The problem was, my allowance at the time was about 25 cents a week, which was enough to buy a pack of Garbage Pail Kids trading cards, but not enough for an awesome teddy bear.
So I sat there staring at this bear, steeped in frustrated desire. And I started thinking about how I was going to go about stealing it.
I don’t think of my childhood as particularly religious, we weren’t taken to Sunday school every week, but we went fairly regularly. And one Sunday school teacher had encouraged us kids to find a quiet moment and ask Jesus into our hearts as our personal lord and savior. And one I remember Saturday morning, I was up early—the house was quiet, and everyone else was still asleep.
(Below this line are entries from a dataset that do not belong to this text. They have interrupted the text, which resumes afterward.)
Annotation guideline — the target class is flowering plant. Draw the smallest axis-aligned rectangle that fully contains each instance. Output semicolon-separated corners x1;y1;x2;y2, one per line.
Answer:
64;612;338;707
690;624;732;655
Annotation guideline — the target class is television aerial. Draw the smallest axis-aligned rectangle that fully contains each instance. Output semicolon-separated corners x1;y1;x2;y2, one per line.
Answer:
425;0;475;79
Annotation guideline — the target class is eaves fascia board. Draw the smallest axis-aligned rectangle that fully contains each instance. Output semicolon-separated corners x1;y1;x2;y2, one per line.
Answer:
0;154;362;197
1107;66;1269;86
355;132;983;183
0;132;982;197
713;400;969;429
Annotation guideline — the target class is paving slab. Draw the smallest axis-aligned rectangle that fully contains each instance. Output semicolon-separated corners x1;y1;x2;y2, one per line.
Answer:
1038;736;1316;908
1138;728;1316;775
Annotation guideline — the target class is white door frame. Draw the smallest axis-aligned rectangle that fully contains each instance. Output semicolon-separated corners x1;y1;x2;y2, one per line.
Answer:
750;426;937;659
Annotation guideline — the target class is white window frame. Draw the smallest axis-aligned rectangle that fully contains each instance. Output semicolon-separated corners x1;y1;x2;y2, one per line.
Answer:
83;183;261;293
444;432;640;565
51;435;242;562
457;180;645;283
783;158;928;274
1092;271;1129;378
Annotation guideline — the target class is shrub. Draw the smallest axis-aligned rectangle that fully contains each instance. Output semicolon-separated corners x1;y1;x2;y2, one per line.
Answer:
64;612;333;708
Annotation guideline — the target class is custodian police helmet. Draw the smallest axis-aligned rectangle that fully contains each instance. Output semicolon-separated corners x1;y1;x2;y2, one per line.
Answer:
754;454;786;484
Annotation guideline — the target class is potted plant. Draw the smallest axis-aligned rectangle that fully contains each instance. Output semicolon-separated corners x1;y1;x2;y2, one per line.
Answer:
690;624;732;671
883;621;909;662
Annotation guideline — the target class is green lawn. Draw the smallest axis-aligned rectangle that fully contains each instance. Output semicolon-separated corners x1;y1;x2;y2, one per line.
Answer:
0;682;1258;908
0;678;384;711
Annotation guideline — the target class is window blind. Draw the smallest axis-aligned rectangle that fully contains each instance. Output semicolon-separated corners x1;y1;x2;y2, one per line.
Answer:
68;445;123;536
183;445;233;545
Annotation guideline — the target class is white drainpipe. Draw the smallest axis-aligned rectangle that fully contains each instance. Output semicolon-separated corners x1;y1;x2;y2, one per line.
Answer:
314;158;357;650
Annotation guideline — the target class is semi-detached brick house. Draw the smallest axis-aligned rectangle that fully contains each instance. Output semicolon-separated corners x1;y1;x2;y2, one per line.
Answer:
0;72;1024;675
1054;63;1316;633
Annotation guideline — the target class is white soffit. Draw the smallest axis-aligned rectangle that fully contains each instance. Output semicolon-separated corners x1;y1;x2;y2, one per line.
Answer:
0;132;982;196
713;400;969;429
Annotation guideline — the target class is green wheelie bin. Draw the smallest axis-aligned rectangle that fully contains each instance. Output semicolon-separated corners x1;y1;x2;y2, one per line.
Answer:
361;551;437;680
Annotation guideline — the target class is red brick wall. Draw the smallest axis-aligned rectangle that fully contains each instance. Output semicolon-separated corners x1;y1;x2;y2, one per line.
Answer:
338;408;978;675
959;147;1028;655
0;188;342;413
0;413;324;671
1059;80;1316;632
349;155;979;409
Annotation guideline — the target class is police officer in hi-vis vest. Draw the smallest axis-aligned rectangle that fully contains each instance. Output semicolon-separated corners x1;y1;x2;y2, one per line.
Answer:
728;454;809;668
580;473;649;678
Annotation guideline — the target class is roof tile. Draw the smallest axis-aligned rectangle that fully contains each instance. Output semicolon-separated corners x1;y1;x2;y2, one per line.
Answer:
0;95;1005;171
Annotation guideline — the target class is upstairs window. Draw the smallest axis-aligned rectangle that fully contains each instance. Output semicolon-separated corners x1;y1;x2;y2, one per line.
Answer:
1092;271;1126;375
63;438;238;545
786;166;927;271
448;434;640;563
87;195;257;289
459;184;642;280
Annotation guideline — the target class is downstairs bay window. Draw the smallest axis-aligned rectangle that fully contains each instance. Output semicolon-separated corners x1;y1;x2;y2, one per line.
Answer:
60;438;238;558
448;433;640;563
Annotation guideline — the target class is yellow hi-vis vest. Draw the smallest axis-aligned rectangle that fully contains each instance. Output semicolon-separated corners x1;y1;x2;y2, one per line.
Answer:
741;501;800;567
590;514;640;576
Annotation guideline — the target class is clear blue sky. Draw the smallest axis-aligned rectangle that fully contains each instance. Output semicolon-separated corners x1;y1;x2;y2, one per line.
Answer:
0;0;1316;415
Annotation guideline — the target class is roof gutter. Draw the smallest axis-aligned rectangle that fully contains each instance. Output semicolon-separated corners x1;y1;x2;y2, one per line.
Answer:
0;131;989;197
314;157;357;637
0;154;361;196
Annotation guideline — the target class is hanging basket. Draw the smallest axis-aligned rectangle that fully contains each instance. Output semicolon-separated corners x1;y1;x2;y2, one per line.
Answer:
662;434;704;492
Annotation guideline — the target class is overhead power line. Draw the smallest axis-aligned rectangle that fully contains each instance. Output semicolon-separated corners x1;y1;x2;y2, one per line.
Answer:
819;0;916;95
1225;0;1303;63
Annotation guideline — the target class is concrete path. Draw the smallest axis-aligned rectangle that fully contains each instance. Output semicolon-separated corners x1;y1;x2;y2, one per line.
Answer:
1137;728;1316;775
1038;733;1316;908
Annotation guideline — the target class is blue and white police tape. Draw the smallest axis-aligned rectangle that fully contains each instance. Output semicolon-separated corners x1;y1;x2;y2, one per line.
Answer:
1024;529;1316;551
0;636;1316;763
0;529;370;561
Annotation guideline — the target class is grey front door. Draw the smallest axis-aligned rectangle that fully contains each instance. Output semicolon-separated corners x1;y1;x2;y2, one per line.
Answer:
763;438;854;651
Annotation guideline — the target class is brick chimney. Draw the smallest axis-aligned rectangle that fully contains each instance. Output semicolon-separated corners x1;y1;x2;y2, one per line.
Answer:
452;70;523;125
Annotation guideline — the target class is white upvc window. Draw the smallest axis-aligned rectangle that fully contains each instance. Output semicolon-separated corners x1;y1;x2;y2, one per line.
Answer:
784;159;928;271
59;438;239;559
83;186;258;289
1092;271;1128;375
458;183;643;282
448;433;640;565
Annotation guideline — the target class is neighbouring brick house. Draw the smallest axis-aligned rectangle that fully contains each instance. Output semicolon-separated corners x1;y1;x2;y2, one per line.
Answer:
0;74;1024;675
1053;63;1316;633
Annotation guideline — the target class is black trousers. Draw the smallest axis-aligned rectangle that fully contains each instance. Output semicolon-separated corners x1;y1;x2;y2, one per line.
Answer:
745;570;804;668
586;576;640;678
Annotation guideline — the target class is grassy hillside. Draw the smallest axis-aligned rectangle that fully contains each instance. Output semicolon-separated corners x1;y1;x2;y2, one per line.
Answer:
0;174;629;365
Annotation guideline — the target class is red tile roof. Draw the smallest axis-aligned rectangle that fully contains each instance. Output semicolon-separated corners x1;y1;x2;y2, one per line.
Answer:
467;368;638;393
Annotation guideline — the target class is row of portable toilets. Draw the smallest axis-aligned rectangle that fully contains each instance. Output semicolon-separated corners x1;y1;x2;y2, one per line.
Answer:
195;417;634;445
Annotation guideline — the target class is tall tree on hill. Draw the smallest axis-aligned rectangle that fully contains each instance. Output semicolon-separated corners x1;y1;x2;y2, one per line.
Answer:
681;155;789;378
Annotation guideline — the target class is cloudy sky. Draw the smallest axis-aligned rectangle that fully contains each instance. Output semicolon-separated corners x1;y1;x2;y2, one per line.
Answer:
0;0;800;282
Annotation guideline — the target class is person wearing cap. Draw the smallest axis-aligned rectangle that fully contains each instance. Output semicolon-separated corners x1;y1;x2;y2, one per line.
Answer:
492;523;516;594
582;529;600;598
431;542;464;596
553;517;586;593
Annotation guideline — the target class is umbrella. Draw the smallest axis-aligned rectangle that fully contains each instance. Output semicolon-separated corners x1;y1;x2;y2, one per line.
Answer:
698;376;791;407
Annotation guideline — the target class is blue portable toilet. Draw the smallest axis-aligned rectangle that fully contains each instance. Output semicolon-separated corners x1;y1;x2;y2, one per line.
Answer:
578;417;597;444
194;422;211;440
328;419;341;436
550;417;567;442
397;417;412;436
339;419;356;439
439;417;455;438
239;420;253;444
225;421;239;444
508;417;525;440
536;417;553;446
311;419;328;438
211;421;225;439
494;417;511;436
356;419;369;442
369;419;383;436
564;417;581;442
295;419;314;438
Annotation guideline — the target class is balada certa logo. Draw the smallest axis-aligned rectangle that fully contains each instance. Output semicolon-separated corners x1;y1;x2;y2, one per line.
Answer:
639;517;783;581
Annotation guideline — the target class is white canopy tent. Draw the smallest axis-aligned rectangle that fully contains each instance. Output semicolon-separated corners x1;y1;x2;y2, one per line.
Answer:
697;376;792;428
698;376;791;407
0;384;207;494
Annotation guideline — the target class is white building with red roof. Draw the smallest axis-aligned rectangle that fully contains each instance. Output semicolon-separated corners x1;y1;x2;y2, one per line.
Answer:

I was sitting alone in the beat-up wicker rocking chair in our kitchen, and in that pearly gray stillness of early morning, I decided: it was time. And so sitting there, I asked Jesus into my heart. And nothing happened. So I asked him again, and nothing happened. And after I asked him a third time with the same result, I thought: “HUH.” And that “huh” would go on to harden in my teenage years into a deeply cynical suspicion of this elaborate hoax, which existed only to extract money from people by preying on their fear of death. Which was how I viewed organized religion until I was well into adulthood, middle age even, and I began to understand metaphor, and mythology, and our species’ need for moral stories. And how we are all, in our souls and in the world, engaged in the eternal battle between light and darkness, which has always been and always will be.
But as an 8-year-old plotting to steal a teddy bear, my thoughts were not so nuanced. I actually just thought about the devil. Even though I wasn’t a religious kid, I’d still seen all the Looney Tunes cartoons with an angel sitting on one shoulder and a devil on the other, and I understood, deeply and viscerally, that this was a choice. I knew that I could choose in this moment to do good or choose to do bad. I knew that stealing was wrong, and choosing to steal somehow felt like I would be giving in. I was a competitive child, and I didn’t want the devil to win. I wanted to win.
And so, thinking about the devil, I ended up not stealing that stuffed animal that day. Looking back on it, I doubt I would have been able to—the shopkeeper seeing this kid obsessively staring at this bear would have been thinking: “That kid’s going to try to steal that bear.”
I left the shop and rode my little banana bike home, and on that ride, that fever of acquisition that had gripped me broke, and I realized I didn’t really care about having the teddy bear anymore.
Looking back on it, I remember two things. The first is that, once you make the decision to do the right thing that seems like the haxrd thing, it becomes really easy after that. The second lesson, which I still try to keep in mind when I find myself idly shopping online, is that: there will always be another pair of shoes. There will always be another gadget. There will always be another stuffed animal. I don’t have to get this one.
This piece was originally performed at a Moth Story Slam in Houston, Texas on July 16th, 2024. The theme that night was "Temptation."
Love the story - though I'm afraid "I don't have to get this one" is usually NOT in my vocabulary. Hearing you read it makes it even more vivid. I'm going to have to look into that for my own Substack posts. Thanks.
This is a great story! I love the image of the angel on one shoulder an the devil on the other-really funny...and true!